Unlike different elements of Japan, loads of meals in the Aomori Prefecture is flour relatively than rice-based, as rice was historically tough to domesticate in the various local weather. A standard flour-based snack right here is senbei jiru, a sort of skinny wheat cracker flavoured with nuts, sesame seeds and different scrumptious issues.

The team making Senbei in Takko

The crew making Senbei in Takko

You can make your own senbei in Tapukopu Village, which is at the base of the Okuro Forest in the city of Takko. The group of conventional farmhouses have been lifted from varied elements of Takko, put in a single place and transformed into an arts & crafts centre. It’s open all 12 months however it’s worthwhile to ebook forward throughout winter as it may possibly get fairly snowy.

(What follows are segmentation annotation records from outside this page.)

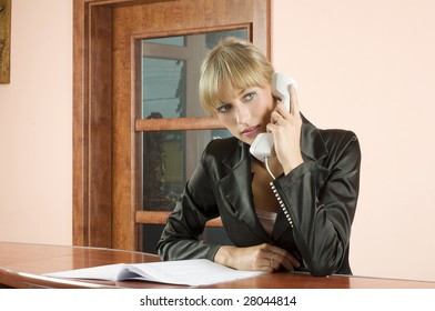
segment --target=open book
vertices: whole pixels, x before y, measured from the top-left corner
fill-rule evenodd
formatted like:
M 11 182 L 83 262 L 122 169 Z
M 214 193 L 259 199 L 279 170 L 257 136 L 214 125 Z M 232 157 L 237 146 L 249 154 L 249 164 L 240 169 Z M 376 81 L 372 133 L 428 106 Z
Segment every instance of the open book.
M 118 263 L 53 272 L 44 275 L 107 281 L 139 280 L 198 287 L 251 278 L 263 273 L 265 272 L 234 270 L 206 259 L 193 259 L 131 264 Z

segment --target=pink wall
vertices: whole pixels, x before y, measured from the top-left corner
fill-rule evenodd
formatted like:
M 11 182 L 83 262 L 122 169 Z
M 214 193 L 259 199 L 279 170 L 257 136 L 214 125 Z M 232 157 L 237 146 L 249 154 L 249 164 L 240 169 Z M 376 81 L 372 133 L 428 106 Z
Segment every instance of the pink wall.
M 72 241 L 72 1 L 13 0 L 0 84 L 0 241 Z
M 435 281 L 435 2 L 274 0 L 273 58 L 363 152 L 355 274 Z
M 273 60 L 363 150 L 355 274 L 435 281 L 435 2 L 272 0 Z M 55 13 L 52 13 L 55 12 Z M 72 1 L 13 0 L 0 84 L 0 241 L 71 243 Z

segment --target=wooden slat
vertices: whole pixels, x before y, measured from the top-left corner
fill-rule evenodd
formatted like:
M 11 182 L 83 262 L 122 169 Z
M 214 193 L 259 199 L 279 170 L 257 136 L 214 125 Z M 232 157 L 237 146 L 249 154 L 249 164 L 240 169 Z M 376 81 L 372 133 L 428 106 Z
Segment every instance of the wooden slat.
M 215 130 L 223 128 L 221 121 L 215 117 L 135 120 L 135 130 L 138 132 Z
M 165 224 L 166 218 L 171 212 L 161 211 L 136 211 L 135 222 L 136 223 L 148 223 L 148 224 Z M 222 227 L 221 218 L 215 218 L 210 220 L 206 227 Z

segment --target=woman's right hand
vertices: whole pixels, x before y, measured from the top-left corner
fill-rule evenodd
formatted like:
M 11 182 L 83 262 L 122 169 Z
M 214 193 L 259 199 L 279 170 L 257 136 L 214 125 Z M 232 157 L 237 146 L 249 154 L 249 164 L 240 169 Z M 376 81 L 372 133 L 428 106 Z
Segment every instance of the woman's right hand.
M 300 262 L 286 250 L 263 243 L 249 248 L 221 247 L 214 262 L 245 271 L 276 271 L 281 267 L 293 271 Z

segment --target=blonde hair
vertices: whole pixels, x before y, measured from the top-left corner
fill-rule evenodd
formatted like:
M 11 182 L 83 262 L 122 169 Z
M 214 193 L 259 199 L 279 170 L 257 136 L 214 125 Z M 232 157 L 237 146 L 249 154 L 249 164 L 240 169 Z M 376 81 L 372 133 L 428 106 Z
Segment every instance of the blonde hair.
M 237 38 L 225 38 L 205 57 L 199 84 L 202 108 L 215 114 L 234 90 L 271 83 L 273 66 L 260 49 Z

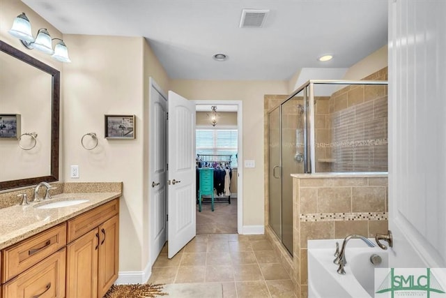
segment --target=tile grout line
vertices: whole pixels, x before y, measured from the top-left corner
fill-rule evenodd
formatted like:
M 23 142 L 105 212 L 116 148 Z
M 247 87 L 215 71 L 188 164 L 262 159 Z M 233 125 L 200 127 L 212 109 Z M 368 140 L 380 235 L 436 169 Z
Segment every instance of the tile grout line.
M 272 250 L 272 251 L 275 251 Z M 262 269 L 260 267 L 260 264 L 259 263 L 259 260 L 257 260 L 257 256 L 256 255 L 256 253 L 254 253 L 254 251 L 253 251 L 253 253 L 254 253 L 254 258 L 256 258 L 256 262 L 257 262 L 257 266 L 259 266 L 259 270 L 260 270 L 260 274 L 262 275 L 262 278 L 263 279 L 263 283 L 265 284 L 265 286 L 266 287 L 266 290 L 268 291 L 268 294 L 270 296 L 270 297 L 272 297 L 272 295 L 271 295 L 271 292 L 270 292 L 270 288 L 268 287 L 268 284 L 266 283 L 266 281 L 265 280 L 265 276 L 263 275 L 263 271 L 262 271 Z

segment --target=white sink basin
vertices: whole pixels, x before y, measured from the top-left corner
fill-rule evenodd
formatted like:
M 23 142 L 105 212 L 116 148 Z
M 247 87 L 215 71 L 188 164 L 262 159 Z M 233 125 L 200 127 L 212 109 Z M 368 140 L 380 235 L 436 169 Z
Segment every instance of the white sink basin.
M 86 203 L 87 202 L 89 202 L 89 200 L 85 200 L 85 199 L 66 200 L 64 201 L 53 202 L 51 202 L 51 203 L 36 206 L 36 208 L 37 208 L 37 209 L 54 209 L 54 208 L 68 207 L 69 206 L 78 205 L 79 204 Z

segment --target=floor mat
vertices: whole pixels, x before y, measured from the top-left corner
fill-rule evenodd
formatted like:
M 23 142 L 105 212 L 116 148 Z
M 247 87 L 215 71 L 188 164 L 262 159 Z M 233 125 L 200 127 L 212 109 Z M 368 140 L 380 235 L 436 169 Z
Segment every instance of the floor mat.
M 151 283 L 113 285 L 104 298 L 153 298 L 168 294 L 163 290 L 163 285 Z
M 162 290 L 169 298 L 223 297 L 221 283 L 170 283 Z

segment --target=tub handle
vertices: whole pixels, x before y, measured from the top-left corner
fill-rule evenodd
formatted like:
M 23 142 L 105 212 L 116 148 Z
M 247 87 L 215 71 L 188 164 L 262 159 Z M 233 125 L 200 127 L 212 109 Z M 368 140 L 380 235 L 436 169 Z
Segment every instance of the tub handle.
M 375 236 L 375 241 L 378 246 L 385 251 L 387 249 L 387 247 L 383 244 L 380 240 L 384 240 L 389 244 L 389 246 L 393 247 L 393 237 L 392 236 L 392 231 L 390 231 L 390 230 L 387 230 L 387 234 L 376 233 Z

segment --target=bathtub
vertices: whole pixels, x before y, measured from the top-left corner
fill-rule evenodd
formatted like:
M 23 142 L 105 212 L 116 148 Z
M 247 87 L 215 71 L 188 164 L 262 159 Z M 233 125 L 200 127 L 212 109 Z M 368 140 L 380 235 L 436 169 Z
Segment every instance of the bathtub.
M 376 244 L 375 239 L 370 239 Z M 345 275 L 337 272 L 333 263 L 336 242 L 342 246 L 344 239 L 308 241 L 309 298 L 369 298 L 374 297 L 374 269 L 388 267 L 387 251 L 378 246 L 370 248 L 361 239 L 348 241 L 346 248 Z M 380 265 L 374 265 L 370 257 L 378 255 Z

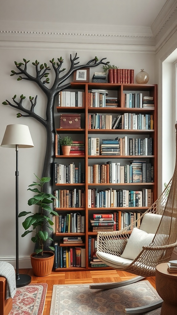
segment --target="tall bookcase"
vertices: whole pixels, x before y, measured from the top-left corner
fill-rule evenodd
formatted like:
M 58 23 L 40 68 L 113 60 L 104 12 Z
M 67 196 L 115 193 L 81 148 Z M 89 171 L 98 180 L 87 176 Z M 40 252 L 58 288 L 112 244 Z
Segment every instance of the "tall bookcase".
M 98 188 L 98 191 L 104 190 L 112 188 L 115 190 L 124 189 L 128 190 L 138 190 L 142 188 L 151 190 L 153 193 L 153 200 L 154 202 L 157 198 L 157 84 L 115 84 L 93 83 L 72 83 L 71 84 L 72 91 L 82 91 L 84 93 L 84 100 L 82 107 L 57 106 L 58 114 L 57 114 L 56 132 L 60 135 L 61 137 L 68 135 L 73 140 L 82 140 L 85 144 L 85 154 L 82 156 L 73 156 L 71 154 L 69 156 L 56 154 L 55 162 L 57 163 L 68 164 L 74 161 L 76 164 L 79 162 L 81 163 L 82 171 L 85 174 L 85 182 L 83 183 L 54 184 L 54 190 L 57 189 L 71 189 L 75 188 L 84 188 L 85 191 L 85 201 L 84 208 L 57 208 L 56 210 L 59 214 L 63 215 L 67 213 L 79 212 L 85 216 L 85 231 L 84 233 L 68 233 L 56 232 L 54 236 L 55 240 L 60 242 L 61 246 L 65 246 L 63 244 L 62 239 L 65 237 L 81 236 L 83 243 L 77 244 L 68 245 L 68 246 L 77 246 L 85 248 L 85 267 L 71 267 L 69 268 L 57 268 L 56 270 L 59 271 L 71 271 L 76 270 L 93 270 L 88 262 L 88 238 L 89 237 L 96 237 L 97 233 L 91 230 L 89 219 L 93 213 L 104 213 L 113 212 L 121 211 L 123 212 L 134 212 L 142 213 L 148 208 L 147 207 L 91 207 L 88 206 L 88 190 L 94 188 Z M 106 89 L 107 90 L 108 96 L 117 97 L 119 102 L 119 107 L 115 108 L 110 107 L 90 107 L 88 106 L 88 94 L 92 89 Z M 129 93 L 142 93 L 144 96 L 153 97 L 154 106 L 142 108 L 127 108 L 125 107 L 125 97 L 124 94 Z M 79 114 L 81 117 L 81 128 L 79 129 L 60 129 L 60 115 L 64 113 Z M 151 115 L 153 121 L 153 129 L 89 129 L 88 128 L 89 115 L 97 114 L 104 115 L 112 115 L 112 119 L 119 115 L 124 115 L 124 113 L 141 114 Z M 58 117 L 57 116 L 58 115 Z M 129 138 L 151 138 L 152 139 L 152 146 L 151 148 L 152 154 L 150 155 L 88 155 L 88 137 L 99 138 L 100 146 L 101 144 L 103 139 L 115 139 L 117 137 L 123 137 L 126 136 Z M 70 152 L 71 153 L 71 152 Z M 62 153 L 61 153 L 62 154 Z M 108 161 L 112 162 L 120 162 L 121 164 L 125 165 L 129 164 L 133 160 L 144 160 L 146 163 L 151 163 L 154 167 L 153 181 L 150 182 L 138 182 L 119 183 L 88 183 L 88 167 L 94 164 L 102 164 L 106 163 Z M 108 268 L 109 267 L 106 267 Z M 97 268 L 96 269 L 100 269 Z M 102 269 L 103 268 L 102 267 Z

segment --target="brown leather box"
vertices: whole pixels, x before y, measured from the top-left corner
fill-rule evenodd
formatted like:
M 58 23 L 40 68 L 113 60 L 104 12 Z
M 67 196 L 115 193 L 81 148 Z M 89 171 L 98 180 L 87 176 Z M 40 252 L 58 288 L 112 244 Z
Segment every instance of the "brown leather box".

For simply 500 yen per particular person (round £3.50) you may study to make your individual senbei, utilizing the conventional technique of heating them on particular scorching plats. Choose your flavourings and see in the event you can produce the excellent senbei.

Senbei making in Takko

My efforts in producing senbei…not the most aesthetically pleasing. however they tasted good.

There is an artwork to creating the excellent senbei jiru. We met a neighborhood senbei producer, Mr. Oyamada, who runs a household enterprise and has been making senbei since he was a small little one. He is now 73 and hopes to proceed to make senbei till he’s not less than 88 when he’ll change into the longest senbei maker in historical past. He is kind of the character and really proud of his work, and even instructed us that when he reincarnates he wish to change into a senbei maker once more as that is his life’s work and fervour.

Try one thing new

If you’re feeling adventurous whereas exploring Hachinohe, have a style of hoya, also called sea pineapple. The peculiar-looking edible sea squirt may be damaged open with a knife, and the inside seems a bit like a large oyster. It’s a well-liked snack right here, particularly when accompanied by a glass of sake.

We met a neighborhood fisherman whereas strolling alongside the Michi-no-Kaze path on the Tanesashi coast, which connects Hachinohe City with Soma City some 700km alongside the coast. One part of the sandy seashore was lined with hoya, and he satisfied us to present them a strive. At first, I believed it tasted salty, very similar to an oyster, nevertheless it additionally had fairly a bitter aftertaste. I’m glad I attempted it, however unsure I’m a hoya aficionado fairly but.

Fact File

Getting there: Direct flights from main airports to each Narita Airport and Haneda Airport in Tokyo can be found. It is then a direct three-hour bullet prepare to Hachinohe.

Where to remain: The Grand Sunpia Hachinohe is a spacious lodge on a hill wanting over the metropolis of Hachinohe with views of the port and ocean in the background. Facilities embrace an opulent scorching spring, a superb restaurant in the foyer, and a golf driving vary.

Currency: The yen is the official foreign money of Japan. The present alternate fee is £1 = 138 Japanese Yen.